NFU Scotland has welcomed further moves in Europe to raise the age at which cattle entering the food chain would require to be tested for Bovine Spongiform Encephalopathy (BSE).


scottish cattle

At the Standing Committee on Food Chain and Animal Health (SCoFCAH) in Brussels this week, Member States experts agreed to raise the testing age for BSE of cattle from 48 months to 72 months for the vast majority of Member States, including the UK. This decision was based on food safety evidence provided by the European Food Standards Agency in December 2010.

It was agreed at SCoFCAH that the new testing regime should start from 1 July 2011, although the decision will require to be ratified by the European Parliament before it can be introduced.

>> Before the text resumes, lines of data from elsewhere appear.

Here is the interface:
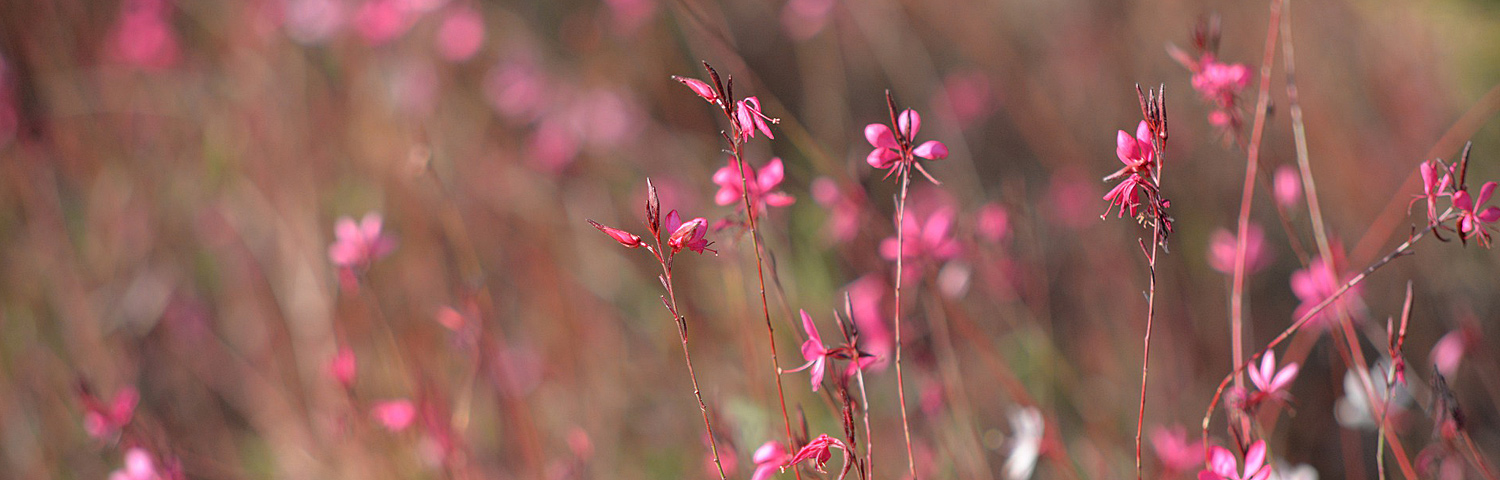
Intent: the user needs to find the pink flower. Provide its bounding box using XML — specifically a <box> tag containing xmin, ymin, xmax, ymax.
<box><xmin>1209</xmin><ymin>224</ymin><xmax>1271</xmax><ymax>275</ymax></box>
<box><xmin>735</xmin><ymin>96</ymin><xmax>782</xmax><ymax>141</ymax></box>
<box><xmin>666</xmin><ymin>210</ymin><xmax>719</xmax><ymax>255</ymax></box>
<box><xmin>1271</xmin><ymin>165</ymin><xmax>1302</xmax><ymax>209</ymax></box>
<box><xmin>371</xmin><ymin>399</ymin><xmax>417</xmax><ymax>432</ymax></box>
<box><xmin>1431</xmin><ymin>329</ymin><xmax>1476</xmax><ymax>377</ymax></box>
<box><xmin>588</xmin><ymin>219</ymin><xmax>642</xmax><ymax>249</ymax></box>
<box><xmin>1407</xmin><ymin>161</ymin><xmax>1454</xmax><ymax>224</ymax></box>
<box><xmin>83</xmin><ymin>386</ymin><xmax>141</xmax><ymax>440</ymax></box>
<box><xmin>788</xmin><ymin>311</ymin><xmax>830</xmax><ymax>392</ymax></box>
<box><xmin>1454</xmin><ymin>182</ymin><xmax>1500</xmax><ymax>246</ymax></box>
<box><xmin>714</xmin><ymin>158</ymin><xmax>797</xmax><ymax>212</ymax></box>
<box><xmin>1199</xmin><ymin>440</ymin><xmax>1271</xmax><ymax>480</ymax></box>
<box><xmin>354</xmin><ymin>0</ymin><xmax>417</xmax><ymax>45</ymax></box>
<box><xmin>750</xmin><ymin>440</ymin><xmax>792</xmax><ymax>480</ymax></box>
<box><xmin>1193</xmin><ymin>56</ymin><xmax>1250</xmax><ymax>105</ymax></box>
<box><xmin>329</xmin><ymin>212</ymin><xmax>396</xmax><ymax>269</ymax></box>
<box><xmin>110</xmin><ymin>447</ymin><xmax>162</xmax><ymax>480</ymax></box>
<box><xmin>1292</xmin><ymin>258</ymin><xmax>1359</xmax><ymax>329</ymax></box>
<box><xmin>1245</xmin><ymin>351</ymin><xmax>1298</xmax><ymax>398</ymax></box>
<box><xmin>672</xmin><ymin>75</ymin><xmax>719</xmax><ymax>104</ymax></box>
<box><xmin>788</xmin><ymin>434</ymin><xmax>849</xmax><ymax>471</ymax></box>
<box><xmin>1151</xmin><ymin>426</ymin><xmax>1203</xmax><ymax>477</ymax></box>
<box><xmin>108</xmin><ymin>0</ymin><xmax>180</xmax><ymax>69</ymax></box>
<box><xmin>881</xmin><ymin>206</ymin><xmax>963</xmax><ymax>279</ymax></box>
<box><xmin>864</xmin><ymin>108</ymin><xmax>948</xmax><ymax>183</ymax></box>
<box><xmin>437</xmin><ymin>6</ymin><xmax>485</xmax><ymax>62</ymax></box>
<box><xmin>329</xmin><ymin>347</ymin><xmax>359</xmax><ymax>389</ymax></box>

Having made progress on its TSE Roadmap with regards to cattle, the Union will continue to press the European Commission to make similar evidence-based changes to the rules that affect sheep entering the food chain.

NFU Scotland President, Nigel Miller said:

“This decision, based on the improving disease picture across Europe, is a welcome step along the way to finally removing the shadow that BSE has cast over the beef sector in the UK and Europe for more than 20 years.

“Moving the current BSE testing requirements from 48 months to cattle aged 72 months has the potential to strip out costs currently associated with BSE testing cattle in abattoirs before the beef is allowed into the food chain. That must be good news for producers and processors.

“Rubber stamping this decision also shows that, in terms of its TSE Roadmap, Europe is making progress on cattle but, sadly, not sheep. Given the similar dramatic improvement in any TSE risk being associated with sheep, it is extraordinary that we still have an ongoing costly requirement for older sheep carcases to be split and spinal cord removed. To our mind, there is little justification for this to be necessary and it puts a huge cost burden on the valuable trade in sheepmeat from older animals.”


  • The SCoFCAH decision is subject to the right of scrutiny of the European Parliament, which has three months to express an opinion concerning this decision.
  • Bovine Spongiform Encephalopathy (BSE) was first recognised and defined in the United Kingdom in November 1986 and was made a notifiable disease in June 1988. Over the next few years the epidemic grew considerably and peaked in the UK in 1992 at over 37,000 cases. There have been over 183,000 cases to date.
  • Scotland has been BSE free in 2009 and 2010. In years before that there were relatively low numbers of BSE cases in Scotland compared to the peak of the epidemic in the early 1990s.